Naturally, he didn’t, as I pointed out before. But I wanted to take the opportunity of his comment to address one of the other things T-Stone said.
T-Stone, speaking of falsification, said:
Here’s a blurb from a physics professor named James Schombert at the University of Oregon I’ve participated with on other forums in the past on this subject:
The scientific method has four steps:
* observation/experimentation
* deduction
* hypothesis
* falsificationNote that there is an emphasis on falsification, not verification. If a theory passes any test then our confidence in the theory is reinforced, but it is never proven correct in a mathematically sense. Thus, a powerful hypothesis is one that is highly vulnerable to falsification and that can be tested in many ways. Science can be separated from pseudo-science by the Principle of Falsification, the concept that ideas must be capable of being proven false in order to be scientifically valid.
There are several problems with this, however (especially the way T-Stone is taking it). For example, every single universal negative argument can be falsified. If I said, “There are no elves in Greenland” then all it would take is one elf to prove my statement wrong. This would ironically put universal negatives in the class of being impossible to prove logically, yet being (according to T-Stone), “a high quality scientific theory.”
But there are other arguments that fit this same category. If I said, “There is proof for the existence of aliens on the back of Alpha Centauri”, that statement would be possible to falsify. All you’d have to do is get to the back of Alpha Centauri. That one is not physically capable of doing so right now does not mean the theory is not falsifiable, for at some point in the future it could happen that someone could go to the back of Alpha Centauri.

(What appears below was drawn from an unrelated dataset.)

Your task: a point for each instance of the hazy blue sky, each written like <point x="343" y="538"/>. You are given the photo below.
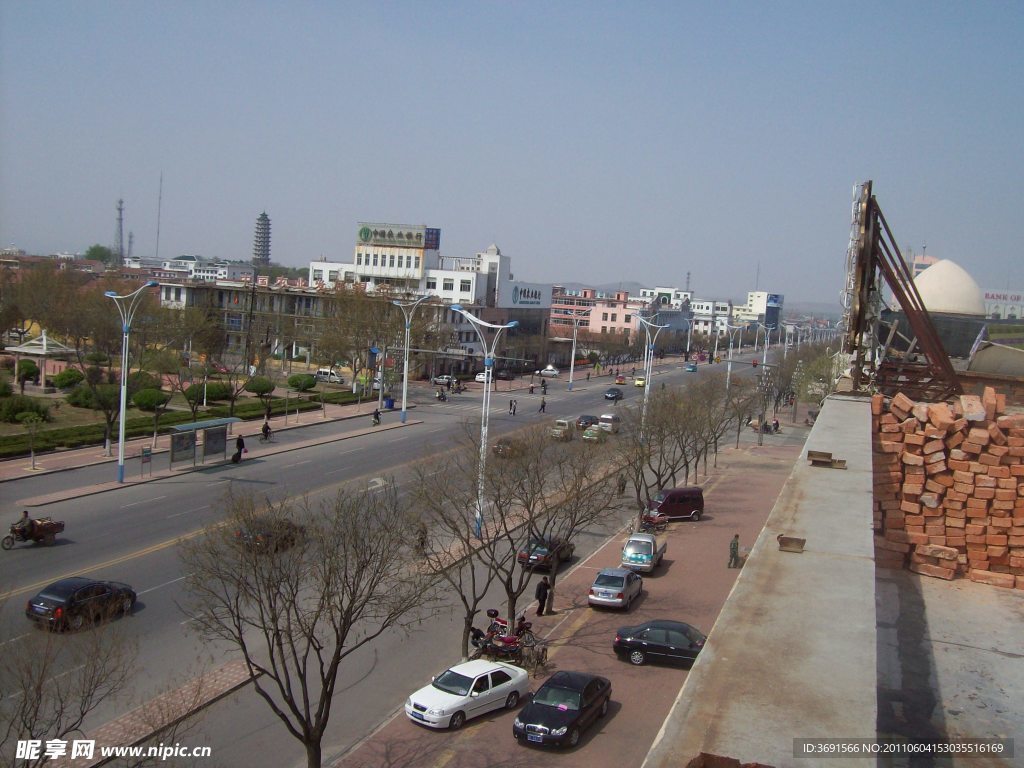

Now my examples are obviously trivial examples designed to prove a point. Let’s use a more pertinent example.
T-Stone is in essence arguing:
A. Evolution is falsifiable.
B. Creationists have not falsified evolution.

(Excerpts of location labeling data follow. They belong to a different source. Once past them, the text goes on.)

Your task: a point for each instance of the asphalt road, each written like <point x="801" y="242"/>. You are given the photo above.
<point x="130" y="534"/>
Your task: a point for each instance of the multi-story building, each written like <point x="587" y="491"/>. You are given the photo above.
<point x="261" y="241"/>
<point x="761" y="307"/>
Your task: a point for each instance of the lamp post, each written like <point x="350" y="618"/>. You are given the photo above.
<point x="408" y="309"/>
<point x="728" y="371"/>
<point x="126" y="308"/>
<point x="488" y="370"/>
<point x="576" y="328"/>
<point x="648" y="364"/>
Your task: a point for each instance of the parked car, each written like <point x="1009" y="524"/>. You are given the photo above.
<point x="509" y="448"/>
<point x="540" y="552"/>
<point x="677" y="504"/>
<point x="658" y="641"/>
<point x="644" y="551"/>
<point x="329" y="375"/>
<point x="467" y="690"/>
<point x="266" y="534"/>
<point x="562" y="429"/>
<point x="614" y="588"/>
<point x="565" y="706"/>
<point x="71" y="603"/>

C. Therefore, evolution is true.
But this logic is identical to the logic that I gave above regarding aliens on Alpha Centauri. See:
A. The theory that there is evidence of aliens on the back of Alpha Centauri is falsifiable.

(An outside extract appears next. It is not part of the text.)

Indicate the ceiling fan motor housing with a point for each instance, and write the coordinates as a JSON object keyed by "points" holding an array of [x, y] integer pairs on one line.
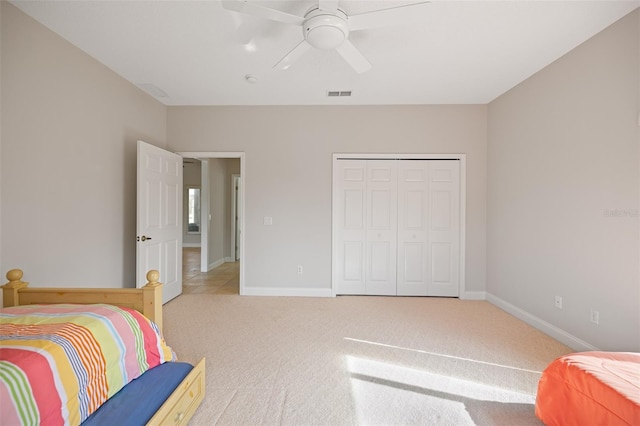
{"points": [[325, 30]]}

B. T-Stone has not falsified it.
C. Therefore, the theory is true.
This is obviously bogus. For the same reason, T-Stone’s implicit argument that Evolution is true because Creationists haven’t falsified it is likewise bogus (and that ignores the fact that Creationists have falsified many points of Evolution already).
On a more scientifically-broad basis, however, falsification is not some “magic” thing that suddenly gives a theory credibility. Indeed, it is not the case that all theories must be falsifiable to be scientific. In fact, is it possible to falsify the falsifiability theory? If not, then would that not mean that a non-scientific theory is defining science?
Now one other thing to point out. T-Stone said: “Being falsifiable makes it [a theory] ‘real science’, even if it is eventually falsified.” By that standard, my argument for the existence of aliens on the back of Alpha Centauri is “real science” even though I just made it up for the purposes of refuting T-Stone.
T-Stone said:
Ask yourself how “common design”, an idea Steve Hays likes to throw out, or your favorite creation theory would be falsified.
That’s easy. Demonstrate how an irreducibly complex chemical reaction in a cell occurs without anyone designing the mechanisms. Just show one of them spontaneously occurring without a designer. That would falsify the theory, wouldn’t it?
Hey, I guess ID is “real science” after all now that we’ve got T-Stone’s stamp of approval on it.